What can I say about this guy? Really?

It’s DC comics turn to bow their collective heads with shame. This character covers the trendy topics of racism and AIDS in one horrifying package. He is basically a vampire, which generally are powerful enough critters to take on super powered folk. The skinny albino blood sucker was created, laboratory style, by a white supremacist group to rid the world of anyone who wasn’t a honky. This is accomplished by giving them AIDS, which he managed to infect some of the members of the New Guardians with. Thanks DC.
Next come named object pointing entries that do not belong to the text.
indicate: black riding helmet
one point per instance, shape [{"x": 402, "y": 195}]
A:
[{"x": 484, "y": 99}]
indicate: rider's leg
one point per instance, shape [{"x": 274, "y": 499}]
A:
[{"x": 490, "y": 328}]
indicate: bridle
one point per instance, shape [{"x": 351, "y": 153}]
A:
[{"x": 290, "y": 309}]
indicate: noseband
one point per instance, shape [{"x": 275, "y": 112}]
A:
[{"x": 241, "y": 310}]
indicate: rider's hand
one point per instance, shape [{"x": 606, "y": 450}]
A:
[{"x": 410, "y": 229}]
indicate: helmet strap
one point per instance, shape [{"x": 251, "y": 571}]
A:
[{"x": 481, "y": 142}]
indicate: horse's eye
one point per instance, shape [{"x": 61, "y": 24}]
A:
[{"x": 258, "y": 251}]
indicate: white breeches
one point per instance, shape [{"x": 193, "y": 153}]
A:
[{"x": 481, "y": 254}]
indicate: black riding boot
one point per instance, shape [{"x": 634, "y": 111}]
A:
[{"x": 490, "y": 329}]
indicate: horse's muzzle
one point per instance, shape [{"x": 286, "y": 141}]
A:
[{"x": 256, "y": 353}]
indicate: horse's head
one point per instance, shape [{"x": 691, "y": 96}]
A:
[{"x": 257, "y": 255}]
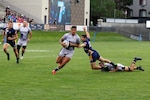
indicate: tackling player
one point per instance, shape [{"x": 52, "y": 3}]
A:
[
  {"x": 11, "y": 36},
  {"x": 93, "y": 54},
  {"x": 66, "y": 54},
  {"x": 23, "y": 40},
  {"x": 110, "y": 68}
]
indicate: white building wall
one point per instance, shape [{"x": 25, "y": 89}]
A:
[
  {"x": 31, "y": 8},
  {"x": 136, "y": 7}
]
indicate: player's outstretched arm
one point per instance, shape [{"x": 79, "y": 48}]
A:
[{"x": 86, "y": 32}]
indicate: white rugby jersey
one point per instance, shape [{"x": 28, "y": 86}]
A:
[
  {"x": 24, "y": 32},
  {"x": 71, "y": 38}
]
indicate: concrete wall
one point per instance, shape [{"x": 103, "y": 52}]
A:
[
  {"x": 38, "y": 9},
  {"x": 31, "y": 8},
  {"x": 136, "y": 7},
  {"x": 127, "y": 29}
]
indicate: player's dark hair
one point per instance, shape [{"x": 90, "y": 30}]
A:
[
  {"x": 84, "y": 35},
  {"x": 73, "y": 27}
]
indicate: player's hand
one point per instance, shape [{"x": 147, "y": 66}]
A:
[
  {"x": 63, "y": 44},
  {"x": 28, "y": 40},
  {"x": 84, "y": 29}
]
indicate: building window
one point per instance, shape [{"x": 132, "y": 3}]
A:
[
  {"x": 142, "y": 2},
  {"x": 130, "y": 12},
  {"x": 142, "y": 13}
]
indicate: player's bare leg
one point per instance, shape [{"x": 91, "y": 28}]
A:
[
  {"x": 107, "y": 60},
  {"x": 94, "y": 66},
  {"x": 16, "y": 54},
  {"x": 62, "y": 61},
  {"x": 5, "y": 47}
]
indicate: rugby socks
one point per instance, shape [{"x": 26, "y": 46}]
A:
[
  {"x": 113, "y": 64},
  {"x": 56, "y": 69},
  {"x": 17, "y": 60},
  {"x": 8, "y": 57}
]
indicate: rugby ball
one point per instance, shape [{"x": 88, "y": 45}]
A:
[{"x": 66, "y": 42}]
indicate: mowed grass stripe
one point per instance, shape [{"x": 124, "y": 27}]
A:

These characters are terrible. How can it possibly get any worse?

Behold!

Armless Tiger Man

Pfft. Ha. ha ha ha ha ha ha ha ha ha.

Pfft. Ha. ha ha ha ha ha ha ha ha ha.

Yes, beloved reader, we’ve saved the ‘best’ for last. Armless Tiger Man is a man – wait for it – with all the power of an armless tiger. Like our feline chum Kylun, Gustav Hertz has the augmented agility, strength, senses etc. of that great hunting cat, the tiger; but without the baggage of having arms. Who needs the encumbrance of four limbs? Especially prehensile ones. This extremely bipedal chap was a WWII villain who lost his arms whilst working as a machinist. Quite appropriately he then vowed vengeance upon all things industrial. He was eventually caught by the Gestapo who sent him to America to wreak his two limbed, anti-machine hatred.